A medicalização da ansiedade: Solução ou paliativo?
O aumento expressivo de diagnósticos de ansiedade também trouxe à tona o debate sobre a medicalização e o uso excessivo de psicofármacos. Dados da Agência Nacional de Vigilância Sanitária (Anvisa) revelam que o consumo de medicamentos ansiolíticos, como o clonazepam e o diazepam, aumentou em 35% nos últimos cinco anos. Embora reconheçam a importância dos fármacos em muitos casos, especialistas alertam para os riscos de uma dependência química e o uso indiscriminado desses remédios.
“Os medicamentos são fundamentais em situações mais graves, mas é preocupante o aumento de prescrições sem o devido acompanhamento terapêutico”, avalia Moura. O psiquiatra defende uma abordagem integrada, que inclua não apenas o uso de medicamentos, mas também intervenções psicoterapêuticas. Nesse sentido, a psicanálise tem se destacado como uma ferramenta poderosa para explorar os conflitos inconscientes que alimentam a ansiedade.
Caminhos possíveis: Terapia e autocuidado
A terapia cognitivo-comportamental (TCC) é amplamente reconhecida como um dos tratamentos mais eficazes para transtornos de ansiedade. A técnica ajuda o paciente a reconhecer padrões de pensamentos distorcidos e a desenvolver estratégias para enfrentá-los. Além disso, práticas de autocuidado como exercícios físicos, meditação e yoga têm ganhado espaço como formas de redução do estresse e promoção do bem-estar. “É essencial que a pessoa ansiosa desenvolva uma rede de apoio e cultive hábitos que promovam um equilíbrio psíquico e físico”, aconselha Maria Lúcia Rodrigues.
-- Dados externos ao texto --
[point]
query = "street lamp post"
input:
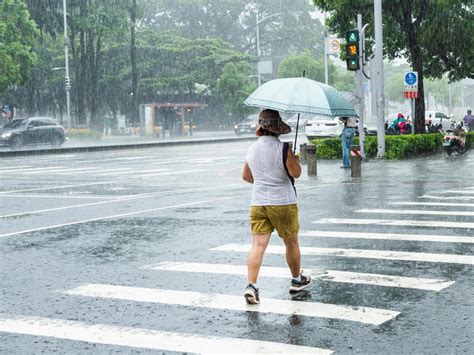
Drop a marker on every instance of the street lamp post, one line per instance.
(67, 82)
(258, 22)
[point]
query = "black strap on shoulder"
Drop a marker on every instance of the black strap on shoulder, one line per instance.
(286, 146)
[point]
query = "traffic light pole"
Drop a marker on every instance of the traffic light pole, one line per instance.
(379, 89)
(360, 88)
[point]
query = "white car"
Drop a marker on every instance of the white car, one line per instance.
(292, 119)
(436, 117)
(323, 127)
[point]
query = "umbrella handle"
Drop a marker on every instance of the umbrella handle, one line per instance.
(296, 134)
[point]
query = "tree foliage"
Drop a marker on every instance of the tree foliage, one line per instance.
(293, 66)
(434, 36)
(234, 87)
(129, 52)
(18, 35)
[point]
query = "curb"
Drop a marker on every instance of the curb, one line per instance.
(99, 148)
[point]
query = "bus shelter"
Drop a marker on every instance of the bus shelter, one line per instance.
(167, 119)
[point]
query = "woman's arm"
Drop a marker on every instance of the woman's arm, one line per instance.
(293, 164)
(247, 174)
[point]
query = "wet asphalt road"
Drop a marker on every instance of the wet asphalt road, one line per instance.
(101, 218)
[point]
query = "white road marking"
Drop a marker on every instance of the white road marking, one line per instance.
(55, 187)
(56, 171)
(441, 204)
(65, 171)
(329, 275)
(197, 160)
(15, 167)
(145, 338)
(365, 315)
(362, 253)
(388, 236)
(120, 199)
(151, 157)
(33, 170)
(462, 198)
(386, 280)
(393, 222)
(136, 171)
(114, 216)
(171, 173)
(83, 197)
(467, 192)
(417, 212)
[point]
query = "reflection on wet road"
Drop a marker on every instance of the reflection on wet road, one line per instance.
(146, 249)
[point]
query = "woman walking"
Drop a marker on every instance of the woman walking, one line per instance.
(272, 167)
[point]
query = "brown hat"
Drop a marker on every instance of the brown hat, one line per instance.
(271, 121)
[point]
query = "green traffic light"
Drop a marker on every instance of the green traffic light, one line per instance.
(352, 36)
(352, 64)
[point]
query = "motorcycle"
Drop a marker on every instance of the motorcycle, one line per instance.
(455, 142)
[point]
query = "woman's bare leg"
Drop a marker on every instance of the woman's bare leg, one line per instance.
(255, 257)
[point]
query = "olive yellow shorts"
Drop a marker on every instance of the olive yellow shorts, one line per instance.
(265, 219)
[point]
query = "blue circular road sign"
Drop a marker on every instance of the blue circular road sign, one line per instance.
(411, 78)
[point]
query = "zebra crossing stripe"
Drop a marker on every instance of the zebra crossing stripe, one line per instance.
(448, 197)
(393, 222)
(417, 212)
(144, 338)
(388, 236)
(365, 315)
(459, 192)
(329, 275)
(361, 253)
(441, 204)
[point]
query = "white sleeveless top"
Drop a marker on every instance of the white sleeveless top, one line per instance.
(272, 185)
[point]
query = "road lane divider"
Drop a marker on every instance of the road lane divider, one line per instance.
(115, 216)
(31, 170)
(416, 212)
(394, 222)
(136, 172)
(366, 315)
(56, 187)
(116, 199)
(328, 275)
(440, 204)
(361, 253)
(141, 338)
(388, 236)
(448, 197)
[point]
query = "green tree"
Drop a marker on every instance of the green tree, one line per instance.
(434, 36)
(234, 87)
(235, 23)
(294, 65)
(18, 35)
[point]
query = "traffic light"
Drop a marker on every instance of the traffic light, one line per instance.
(352, 50)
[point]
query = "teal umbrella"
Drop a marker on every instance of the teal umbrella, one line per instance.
(301, 95)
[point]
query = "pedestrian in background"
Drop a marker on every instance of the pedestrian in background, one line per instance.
(348, 134)
(469, 120)
(271, 167)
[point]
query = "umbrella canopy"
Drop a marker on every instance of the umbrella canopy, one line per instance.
(301, 95)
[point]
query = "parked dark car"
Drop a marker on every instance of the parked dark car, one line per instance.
(247, 126)
(35, 130)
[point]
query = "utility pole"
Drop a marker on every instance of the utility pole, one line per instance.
(359, 86)
(258, 22)
(379, 89)
(326, 70)
(67, 82)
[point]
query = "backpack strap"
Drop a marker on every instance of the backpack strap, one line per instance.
(286, 146)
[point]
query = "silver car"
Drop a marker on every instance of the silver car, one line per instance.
(323, 127)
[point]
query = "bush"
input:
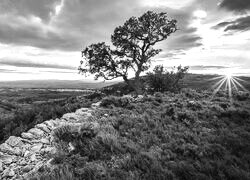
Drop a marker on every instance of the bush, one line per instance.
(161, 80)
(242, 96)
(116, 101)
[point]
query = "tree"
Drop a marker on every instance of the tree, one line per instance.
(133, 49)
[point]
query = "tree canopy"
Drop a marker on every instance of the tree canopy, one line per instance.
(132, 48)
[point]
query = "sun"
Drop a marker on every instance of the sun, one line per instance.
(229, 82)
(200, 14)
(228, 75)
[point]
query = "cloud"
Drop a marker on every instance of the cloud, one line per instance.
(43, 9)
(201, 67)
(79, 23)
(236, 5)
(240, 24)
(23, 63)
(28, 32)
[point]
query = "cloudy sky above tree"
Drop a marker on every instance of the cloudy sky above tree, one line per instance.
(42, 39)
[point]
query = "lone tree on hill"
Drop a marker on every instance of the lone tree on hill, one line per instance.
(133, 49)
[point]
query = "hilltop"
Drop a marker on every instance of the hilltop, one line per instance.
(190, 134)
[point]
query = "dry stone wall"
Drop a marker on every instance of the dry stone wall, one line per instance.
(22, 156)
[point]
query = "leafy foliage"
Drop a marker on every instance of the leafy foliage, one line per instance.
(133, 44)
(161, 80)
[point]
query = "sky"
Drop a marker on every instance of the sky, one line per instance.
(43, 39)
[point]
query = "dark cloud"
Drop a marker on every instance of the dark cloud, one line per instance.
(22, 33)
(80, 23)
(22, 63)
(201, 67)
(236, 5)
(13, 71)
(240, 24)
(44, 9)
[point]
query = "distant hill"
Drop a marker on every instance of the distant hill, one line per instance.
(57, 84)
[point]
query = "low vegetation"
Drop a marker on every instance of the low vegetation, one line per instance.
(186, 135)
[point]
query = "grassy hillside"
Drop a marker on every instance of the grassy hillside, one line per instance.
(187, 135)
(21, 109)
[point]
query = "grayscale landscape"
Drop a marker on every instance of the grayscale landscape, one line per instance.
(124, 90)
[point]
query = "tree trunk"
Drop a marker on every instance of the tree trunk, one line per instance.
(135, 84)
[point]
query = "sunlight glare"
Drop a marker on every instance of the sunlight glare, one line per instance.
(200, 14)
(229, 82)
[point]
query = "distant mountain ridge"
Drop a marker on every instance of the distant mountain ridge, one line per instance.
(72, 84)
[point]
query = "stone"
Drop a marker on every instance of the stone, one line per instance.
(82, 111)
(45, 141)
(33, 157)
(36, 132)
(23, 162)
(50, 150)
(50, 124)
(27, 168)
(70, 117)
(7, 159)
(26, 153)
(28, 136)
(14, 141)
(36, 148)
(95, 105)
(10, 150)
(43, 127)
(8, 173)
(1, 166)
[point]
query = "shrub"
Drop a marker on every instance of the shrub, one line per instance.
(161, 80)
(116, 101)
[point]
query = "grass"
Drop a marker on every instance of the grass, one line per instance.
(187, 135)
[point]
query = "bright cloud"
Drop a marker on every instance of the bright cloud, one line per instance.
(43, 39)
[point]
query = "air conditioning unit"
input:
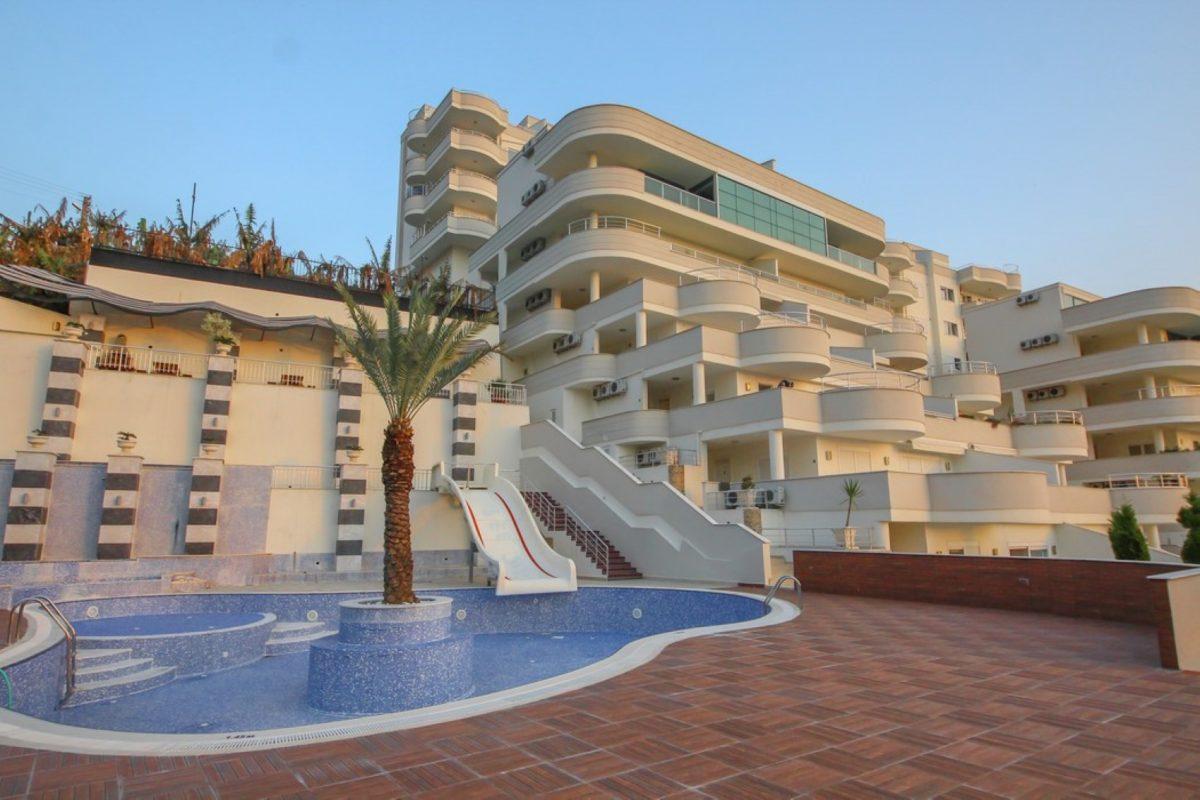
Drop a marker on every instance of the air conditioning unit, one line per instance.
(538, 299)
(649, 458)
(533, 248)
(772, 498)
(567, 342)
(533, 192)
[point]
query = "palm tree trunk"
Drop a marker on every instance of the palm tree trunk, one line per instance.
(397, 530)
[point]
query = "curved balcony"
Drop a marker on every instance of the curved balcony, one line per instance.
(538, 330)
(640, 427)
(898, 257)
(901, 292)
(1173, 307)
(457, 188)
(1057, 435)
(1163, 405)
(988, 281)
(880, 405)
(463, 109)
(450, 230)
(787, 346)
(586, 370)
(718, 296)
(901, 342)
(973, 384)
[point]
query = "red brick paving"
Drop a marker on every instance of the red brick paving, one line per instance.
(858, 698)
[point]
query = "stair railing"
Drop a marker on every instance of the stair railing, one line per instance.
(550, 510)
(17, 613)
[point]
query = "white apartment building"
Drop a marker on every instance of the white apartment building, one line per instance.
(1129, 365)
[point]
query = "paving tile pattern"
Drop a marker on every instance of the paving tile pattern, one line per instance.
(858, 698)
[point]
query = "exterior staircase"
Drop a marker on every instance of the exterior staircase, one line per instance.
(599, 549)
(105, 673)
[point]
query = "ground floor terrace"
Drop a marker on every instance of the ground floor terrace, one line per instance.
(855, 698)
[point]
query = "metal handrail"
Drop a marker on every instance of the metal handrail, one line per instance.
(17, 613)
(780, 582)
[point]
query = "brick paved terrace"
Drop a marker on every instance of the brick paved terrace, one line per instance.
(856, 698)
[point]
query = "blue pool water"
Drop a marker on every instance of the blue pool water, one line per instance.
(160, 624)
(515, 641)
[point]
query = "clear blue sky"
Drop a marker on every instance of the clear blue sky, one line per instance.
(1062, 137)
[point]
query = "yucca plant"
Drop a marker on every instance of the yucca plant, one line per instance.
(409, 364)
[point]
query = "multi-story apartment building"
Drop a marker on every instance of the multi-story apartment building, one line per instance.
(675, 302)
(1128, 365)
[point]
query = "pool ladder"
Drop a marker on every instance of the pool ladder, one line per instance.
(779, 583)
(17, 613)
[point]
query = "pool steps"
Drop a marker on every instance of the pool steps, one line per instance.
(294, 637)
(106, 673)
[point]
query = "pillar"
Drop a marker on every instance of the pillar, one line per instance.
(123, 482)
(775, 451)
(208, 468)
(465, 396)
(352, 492)
(64, 383)
(29, 504)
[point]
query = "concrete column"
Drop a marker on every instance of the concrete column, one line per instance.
(699, 390)
(465, 396)
(203, 505)
(123, 482)
(349, 410)
(29, 504)
(775, 451)
(60, 409)
(352, 488)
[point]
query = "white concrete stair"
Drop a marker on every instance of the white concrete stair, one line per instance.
(294, 637)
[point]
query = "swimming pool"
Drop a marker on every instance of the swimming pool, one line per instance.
(525, 648)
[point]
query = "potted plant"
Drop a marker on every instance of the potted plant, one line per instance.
(220, 331)
(846, 535)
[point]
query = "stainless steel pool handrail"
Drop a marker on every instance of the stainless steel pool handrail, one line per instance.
(17, 613)
(780, 582)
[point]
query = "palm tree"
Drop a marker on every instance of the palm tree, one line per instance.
(409, 365)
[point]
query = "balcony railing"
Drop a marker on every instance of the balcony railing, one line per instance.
(871, 379)
(150, 361)
(1180, 390)
(503, 394)
(683, 197)
(964, 368)
(283, 373)
(1141, 481)
(1049, 417)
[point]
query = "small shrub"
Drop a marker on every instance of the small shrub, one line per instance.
(1125, 534)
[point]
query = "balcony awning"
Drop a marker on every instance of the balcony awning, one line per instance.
(36, 278)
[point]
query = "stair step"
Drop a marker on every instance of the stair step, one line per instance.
(91, 674)
(131, 684)
(91, 656)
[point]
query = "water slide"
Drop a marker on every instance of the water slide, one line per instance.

Além dos tratamentos clínicos, a conscientização sobre a importância do autocuidado tem se mostrado um aliado valioso no combate à ansiedade. Nesse contexto, a meditação e as práticas de mindfulness vêm sendo amplamente recomendadas por especialistas, que defendem sua eficácia na redução de sintomas ansiosos e depressivos. Moura pontua que “essas técnicas proporcionam uma forma de desconectar do excesso de estímulos e focar no presente, reduzindo a hiperatividade mental e criando um espaço de tranquilidade interior”.
O papel das políticas públicas
O aumento dos casos de ansiedade também trouxe à tona a necessidade de políticas públicas voltadas para a saúde mental. O psiquiatra Eduardo Moura ressalta que a sobrecarga do sistema de saúde pública, aliada ao estigma em torno das doenças mentais, dificulta o acesso ao tratamento. “É necessário um investimento maciço em campanhas de conscientização e na ampliação do acesso a terapias gratuitas ou de baixo custo. Precisamos quebrar o tabu que envolve as doenças mentais e garantir um tratamento digno para todos”, defende o especialista.
A psicanalista Maria Lúcia Rodrigues também aponta que a educação sobre saúde mental nas escolas poderia contribuir para uma maior conscientização e prevenção dos transtornos ansiosos. “Falar sobre ansiedade e ensinar os jovens a lidarem com suas emoções desde cedo é essencial. Isso evitaria o agravamento do problema na fase adulta”, afirma.
Diante de um cenário de incertezas e mudanças constantes, a ansiedade tornou-se a grande epidemia mental do século XXI. A pressão por sucesso, a comparação incessante nas redes sociais e a falta de uma rede de apoio emocional contribuem para o aumento dos casos. Enquanto a ciência avança na busca por tratamentos mais eficazes, resta à sociedade refletir sobre as suas exigências e reavaliar o ritmo que impõe aos seus indivíduos.
O desafio, portanto, é coletivo. É preciso dar atenção à saúde mental com a mesma seriedade que se dedica à saúde física, combatendo o estigma, promovendo o autocuidado e garantindo um suporte adequado para os que enfrentam a ansiedade. Somente assim será possível construir um futuro onde viver não seja sinônimo de sobreviver.